Indeed, we found that Cys277 to Ala substitution abolishes MQ binding to p53 core domain, at lower concentrations. Moreover, the ability of MQ to thermostabilize p53 core domains is impaired in Cys277 to Ala mutants. Thus, a good correlation exists between the extent of MQ adduct formation and MQ-mediated thermostabilization of the p53 core domain.
Cys182 and Cys277 have recently been identified as prime binding sites for PK11000, a 2-sulfonylpyrimidine compound that reacts with cysteines and thermostabilizes p5316. It is noteworthy that although Cys277 interacts directly with DNA, modification of this residue by PK11000 did not change p53 DNA binding and transactivation of target genes. The mutant p53-targeting curcumin analog HO-3867 also binds covalently to Cys182 and Cys27718. However, our results demonstrate that substitution of Cys182 to Ala does not affect p53 modification and thermostabilization by MQ in any significant way.
Kaar and colleagues14 identified 3-benzoylacrylic acid as a thiol-binding compound that reacts first with Cys124 and Cys141 and to a lesser extent with Cys135, Cys182 and Cys277 in p53. Cys124 was also identified as a target for PRIMA-1 by molecular modeling, and Cys124 to Ala substitution abolished PRIMA-1-induced reactivation of mutant p53 in human tumor cells31. Here we found that substitution of this cysteine did not impair MQ binding and p53 thermostabilization. However, Cys124 to Ala substitution abrogated R175H reactivation by APR-246/MQ in tumor cells, in agreement with the results of Wassmann et al.31.
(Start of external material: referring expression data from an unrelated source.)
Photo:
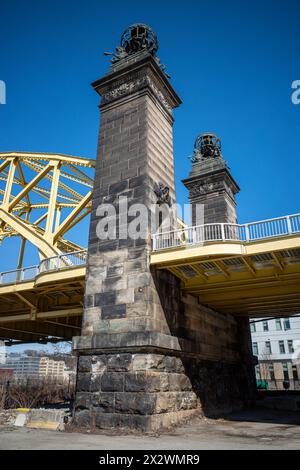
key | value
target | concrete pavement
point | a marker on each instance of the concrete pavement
(259, 429)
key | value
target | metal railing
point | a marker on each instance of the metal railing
(64, 261)
(281, 226)
(278, 384)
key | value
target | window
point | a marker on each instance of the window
(295, 373)
(265, 326)
(285, 371)
(268, 347)
(271, 372)
(281, 347)
(291, 346)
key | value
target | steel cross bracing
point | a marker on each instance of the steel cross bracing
(58, 185)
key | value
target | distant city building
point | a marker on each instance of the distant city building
(35, 367)
(50, 369)
(276, 343)
(6, 375)
(23, 366)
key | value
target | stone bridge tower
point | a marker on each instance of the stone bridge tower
(148, 355)
(210, 183)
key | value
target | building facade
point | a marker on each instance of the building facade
(50, 369)
(35, 367)
(276, 343)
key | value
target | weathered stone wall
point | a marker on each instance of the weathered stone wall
(143, 342)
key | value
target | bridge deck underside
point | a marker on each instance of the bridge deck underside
(35, 313)
(256, 279)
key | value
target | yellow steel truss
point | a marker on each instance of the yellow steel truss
(59, 182)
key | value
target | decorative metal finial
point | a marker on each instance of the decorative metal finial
(136, 38)
(206, 146)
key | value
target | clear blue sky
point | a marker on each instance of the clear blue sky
(232, 62)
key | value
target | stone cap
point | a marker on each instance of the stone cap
(121, 81)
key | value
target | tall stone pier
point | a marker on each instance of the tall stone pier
(149, 356)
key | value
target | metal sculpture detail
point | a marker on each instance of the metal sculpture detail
(136, 38)
(163, 194)
(207, 146)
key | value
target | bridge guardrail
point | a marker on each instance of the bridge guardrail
(254, 231)
(63, 261)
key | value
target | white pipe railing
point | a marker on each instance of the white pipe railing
(281, 226)
(64, 261)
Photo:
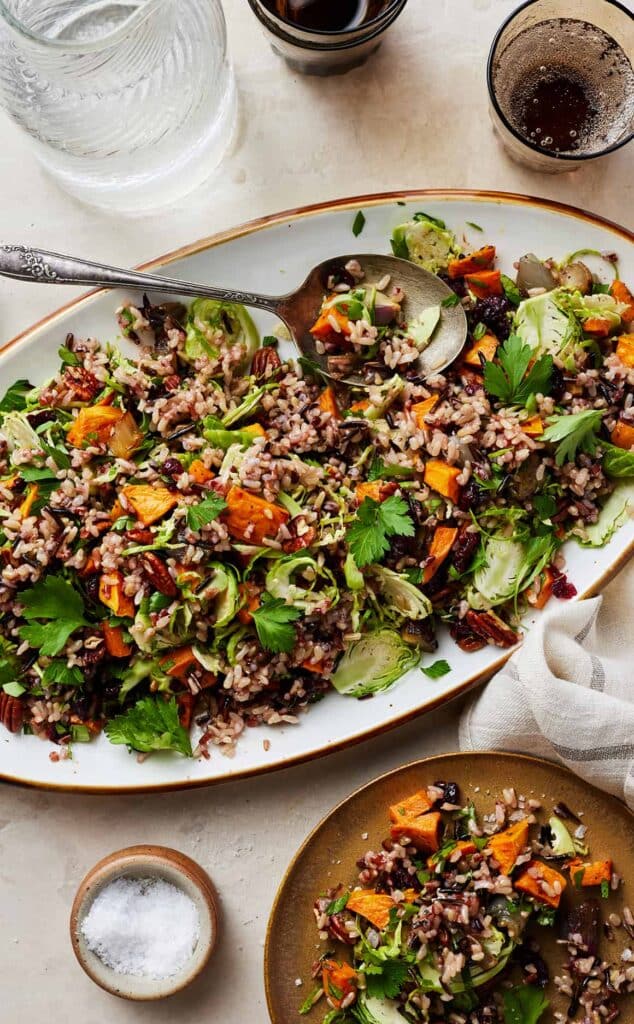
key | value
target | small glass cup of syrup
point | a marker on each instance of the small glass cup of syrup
(326, 37)
(561, 82)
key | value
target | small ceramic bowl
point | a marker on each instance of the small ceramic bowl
(146, 862)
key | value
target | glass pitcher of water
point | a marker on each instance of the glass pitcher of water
(129, 103)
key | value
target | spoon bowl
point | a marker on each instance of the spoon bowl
(298, 309)
(422, 290)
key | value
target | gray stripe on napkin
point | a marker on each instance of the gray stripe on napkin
(617, 753)
(583, 633)
(597, 681)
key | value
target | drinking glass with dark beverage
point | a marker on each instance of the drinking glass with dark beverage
(326, 37)
(561, 82)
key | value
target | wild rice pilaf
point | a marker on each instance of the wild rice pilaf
(211, 535)
(446, 921)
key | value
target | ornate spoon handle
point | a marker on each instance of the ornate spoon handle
(24, 263)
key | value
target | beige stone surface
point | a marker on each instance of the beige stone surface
(414, 117)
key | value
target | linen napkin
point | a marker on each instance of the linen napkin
(567, 694)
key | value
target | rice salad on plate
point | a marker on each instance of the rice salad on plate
(213, 535)
(446, 921)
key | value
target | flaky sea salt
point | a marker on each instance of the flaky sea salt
(142, 927)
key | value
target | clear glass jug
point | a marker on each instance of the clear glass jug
(129, 103)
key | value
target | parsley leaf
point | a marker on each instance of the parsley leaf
(151, 725)
(380, 470)
(375, 522)
(358, 223)
(56, 600)
(510, 290)
(205, 512)
(437, 670)
(13, 400)
(523, 1005)
(16, 689)
(574, 433)
(479, 331)
(272, 623)
(388, 983)
(432, 220)
(618, 462)
(509, 381)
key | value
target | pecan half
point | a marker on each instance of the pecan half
(491, 628)
(158, 573)
(82, 383)
(139, 536)
(11, 713)
(302, 536)
(466, 639)
(265, 363)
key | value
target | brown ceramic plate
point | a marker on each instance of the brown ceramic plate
(329, 856)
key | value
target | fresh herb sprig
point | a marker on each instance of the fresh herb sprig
(574, 433)
(61, 607)
(273, 625)
(152, 724)
(376, 522)
(509, 380)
It is unclear why the C124A mutant core domain was more efficiently stabilized by MQ than wt p53 or R273H–C124A p53 (Fig. 4). Notably, Cys124 to Ala substitution decreases p53 core domain stability more extensively in a wt background. Although the structures of wt and R273H p53 core domains are presumably similar, it is difficult to predict local structural changes after introduction of C124A. Thus, this question can probably only be resolved by NMR and/or X-ray crystallography analysis of MQ-modified p53.
To exclude the possibility that the Cys to Ala substitutions themselves impair wild-type p53 function in our experimental setting, we examined whether the Cys to Ala substitutions affect the ability of p53 to transactivate p21 and induce apoptosis. We confirmed that these substitutions do not affect normal p53 function to any major extent, supporting the notion that the observed effects are indeed due to an important role of Cys124 and Cys277 for APR-246/MQ-mediated mutant p53 reactivation.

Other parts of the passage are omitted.